The Kan'ei shoka keizuden, or "Genealogies of the Houses of the Kan'ei Period"[1] was the first compilation of genealogies of the daimyô and hatamoto families.

The genealogies were compiled by Hayashi Razan and Hayashi Gahô under the supervision of Ôta Sukemune. It was commissioned in 1641, the same year that genealogies were also compiled of the Japanese imperial family, the various Chinese dynasties, the lineages of Kamakura and Muromachi shoguns, and of Oda Nobunaga and Toyotomi Hideyoshi.

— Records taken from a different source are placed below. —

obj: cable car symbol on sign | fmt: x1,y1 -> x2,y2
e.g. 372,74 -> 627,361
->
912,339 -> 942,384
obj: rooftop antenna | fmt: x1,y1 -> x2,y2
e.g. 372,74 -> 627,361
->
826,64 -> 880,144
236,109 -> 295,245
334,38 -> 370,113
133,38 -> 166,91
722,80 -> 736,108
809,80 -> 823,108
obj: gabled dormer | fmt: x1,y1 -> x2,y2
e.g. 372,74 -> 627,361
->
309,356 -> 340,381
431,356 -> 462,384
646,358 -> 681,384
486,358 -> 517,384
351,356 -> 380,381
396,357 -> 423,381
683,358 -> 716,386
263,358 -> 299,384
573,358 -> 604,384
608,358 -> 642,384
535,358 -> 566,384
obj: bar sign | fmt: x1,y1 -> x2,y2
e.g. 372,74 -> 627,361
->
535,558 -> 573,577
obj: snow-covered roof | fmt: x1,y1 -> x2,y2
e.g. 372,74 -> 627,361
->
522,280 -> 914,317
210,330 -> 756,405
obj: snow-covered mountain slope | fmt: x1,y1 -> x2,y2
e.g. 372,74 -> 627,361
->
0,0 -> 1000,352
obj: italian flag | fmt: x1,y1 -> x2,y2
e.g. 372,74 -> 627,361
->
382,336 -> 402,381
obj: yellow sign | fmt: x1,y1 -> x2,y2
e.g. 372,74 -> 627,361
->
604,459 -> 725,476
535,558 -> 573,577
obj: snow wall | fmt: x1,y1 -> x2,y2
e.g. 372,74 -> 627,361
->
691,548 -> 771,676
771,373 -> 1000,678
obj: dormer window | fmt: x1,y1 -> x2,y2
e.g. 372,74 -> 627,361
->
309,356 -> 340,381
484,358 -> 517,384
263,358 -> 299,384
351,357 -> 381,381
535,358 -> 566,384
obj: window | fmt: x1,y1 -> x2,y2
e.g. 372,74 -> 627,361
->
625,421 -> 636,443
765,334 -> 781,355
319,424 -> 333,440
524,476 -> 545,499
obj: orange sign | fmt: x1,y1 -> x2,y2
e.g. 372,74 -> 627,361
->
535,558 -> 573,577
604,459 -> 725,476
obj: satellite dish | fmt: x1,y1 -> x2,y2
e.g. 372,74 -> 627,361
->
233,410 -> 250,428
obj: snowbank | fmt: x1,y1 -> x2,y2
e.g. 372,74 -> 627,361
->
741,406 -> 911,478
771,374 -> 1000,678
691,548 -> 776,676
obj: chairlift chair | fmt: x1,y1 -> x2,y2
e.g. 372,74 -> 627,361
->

Completed in 1643, the Kan'ei shoka keizuden covered the genealogies of 1,419 samurai families in two sets of 186 volumes (one set in Japanese, one in Chinese).

Razan and Gahô collected the necessary information primarily from the samurai houses themselves, who maintained their own records and genealogies. The two Hayashi men, along with a team of scholars, then vetted the documents and verified their contents before including them in the final keizuden.

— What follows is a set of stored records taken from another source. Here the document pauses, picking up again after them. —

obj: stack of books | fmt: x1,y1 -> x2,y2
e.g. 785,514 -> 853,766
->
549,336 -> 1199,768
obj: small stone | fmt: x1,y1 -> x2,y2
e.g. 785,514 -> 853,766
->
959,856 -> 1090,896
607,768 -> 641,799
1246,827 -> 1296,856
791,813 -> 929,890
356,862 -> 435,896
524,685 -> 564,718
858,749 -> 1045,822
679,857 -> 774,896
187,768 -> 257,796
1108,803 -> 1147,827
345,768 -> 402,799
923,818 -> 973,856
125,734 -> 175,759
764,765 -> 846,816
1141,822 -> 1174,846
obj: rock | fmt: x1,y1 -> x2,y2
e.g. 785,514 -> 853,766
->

A single progenitor was determined for each samurai house, and they were all categorized as descending from either the Seiwa Genji, Taira clan, Fujiwara clan, or miscellaneous (other), with special attention paid as well to descent from members of the Imperial family, and major courtier (kuge) families. Descendants of other Minamoto clan (Genji) lineages, including the Saga Genji, Uda Genji, and Montoku Genji, descended from emperors other than Emperor Seiwa, were placed in the miscellaneous category in order to better emphasize the importance of the Tokugawa clan, which traced its lineage across 26 generations directly back to Emperor Seiwa.

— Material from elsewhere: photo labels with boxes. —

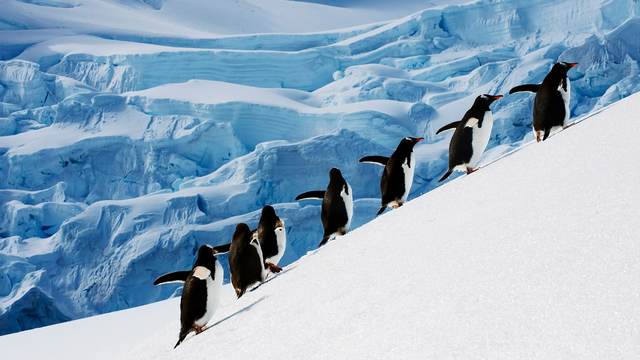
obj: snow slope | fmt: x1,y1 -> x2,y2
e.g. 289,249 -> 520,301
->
0,0 -> 640,333
0,89 -> 640,360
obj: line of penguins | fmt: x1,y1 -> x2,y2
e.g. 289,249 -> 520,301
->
154,62 -> 578,348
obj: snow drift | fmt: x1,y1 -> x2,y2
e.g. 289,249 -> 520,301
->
0,87 -> 640,360
0,0 -> 640,333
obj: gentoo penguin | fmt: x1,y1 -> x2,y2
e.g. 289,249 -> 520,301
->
360,137 -> 424,216
509,62 -> 578,142
436,94 -> 502,181
254,205 -> 287,272
153,245 -> 224,348
229,223 -> 267,298
296,168 -> 353,246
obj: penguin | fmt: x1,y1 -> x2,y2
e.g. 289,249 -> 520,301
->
229,223 -> 267,298
254,205 -> 287,273
509,62 -> 578,142
296,168 -> 353,247
153,245 -> 224,349
360,137 -> 424,216
436,94 -> 502,181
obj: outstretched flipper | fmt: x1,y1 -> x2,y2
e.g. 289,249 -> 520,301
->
213,243 -> 231,255
438,169 -> 453,182
296,190 -> 324,200
436,121 -> 460,135
360,155 -> 389,166
509,84 -> 540,94
153,271 -> 191,286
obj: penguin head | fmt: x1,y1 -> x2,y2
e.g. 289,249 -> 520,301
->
233,223 -> 251,244
396,136 -> 424,151
260,205 -> 278,222
549,61 -> 578,77
472,94 -> 502,111
193,245 -> 216,273
329,168 -> 349,194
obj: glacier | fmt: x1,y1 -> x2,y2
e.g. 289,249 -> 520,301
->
0,0 -> 640,334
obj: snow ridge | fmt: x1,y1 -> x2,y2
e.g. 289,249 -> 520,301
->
0,0 -> 640,333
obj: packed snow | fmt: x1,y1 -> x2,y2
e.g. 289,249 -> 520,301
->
0,0 -> 640,334
0,89 -> 640,360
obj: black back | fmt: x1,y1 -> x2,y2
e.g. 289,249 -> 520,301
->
380,137 -> 422,207
449,94 -> 497,170
257,205 -> 280,259
229,223 -> 264,297
533,62 -> 572,131
176,245 -> 220,346
320,168 -> 349,245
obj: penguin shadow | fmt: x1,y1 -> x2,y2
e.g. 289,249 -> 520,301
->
248,265 -> 297,292
198,295 -> 268,337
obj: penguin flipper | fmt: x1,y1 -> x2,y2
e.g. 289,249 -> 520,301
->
153,271 -> 191,285
360,155 -> 389,166
173,329 -> 190,349
509,84 -> 540,94
436,121 -> 460,135
213,243 -> 231,256
296,190 -> 325,200
438,169 -> 453,182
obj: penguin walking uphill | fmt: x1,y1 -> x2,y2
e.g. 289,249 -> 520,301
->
360,137 -> 424,216
254,205 -> 287,272
436,94 -> 502,181
296,168 -> 353,246
153,245 -> 224,348
509,62 -> 578,142
229,223 -> 267,298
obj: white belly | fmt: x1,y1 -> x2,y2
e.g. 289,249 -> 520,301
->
251,235 -> 267,281
469,111 -> 493,168
340,183 -> 353,232
267,224 -> 287,265
402,152 -> 416,203
558,78 -> 571,125
195,261 -> 224,326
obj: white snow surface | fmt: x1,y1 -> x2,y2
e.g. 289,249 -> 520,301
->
0,0 -> 640,334
0,95 -> 640,360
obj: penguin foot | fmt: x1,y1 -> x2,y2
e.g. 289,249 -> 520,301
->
192,324 -> 206,335
536,131 -> 542,142
264,262 -> 282,273
235,288 -> 244,299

All of the genealogies end with the generation contemporary to Tokugawa Ieyasu, with the statement "And then [so-and-so] entered the service of Daigongen [i.e. Ieyasu]." Important as this text is for us today as historians as a record of the lineages of the various families[2], at the time one of its most important functions was as a tool for promoting the discourse of Tokugawa supremacy and shogunate legitimacy. Following its completion, the text was presented as an offering to Tôshô Daigongen (i.e. the deified spirit of Ieyasu) in a ceremony held at Nikkô Tôshôgû.[3]

References

  • Berry, Mary Elizabeth. Japan in Print. University of California Press, 2006. pp113-115.
  • "Kan'ei shoka keizuden." Digital Daijisen. Shogakukan, Inc.
  1. Berry. p234.
  2. Though, we must keep in mind the alterations made to cover over disjunctions, and also to legitimize certain families, especially the Tokugawa, whose claim of direct descent from the Minamoto is somewhat shaky.
  3. Morgan Pitelka, Spectacular Accumulation, University of Hawaii Press (2016), 160.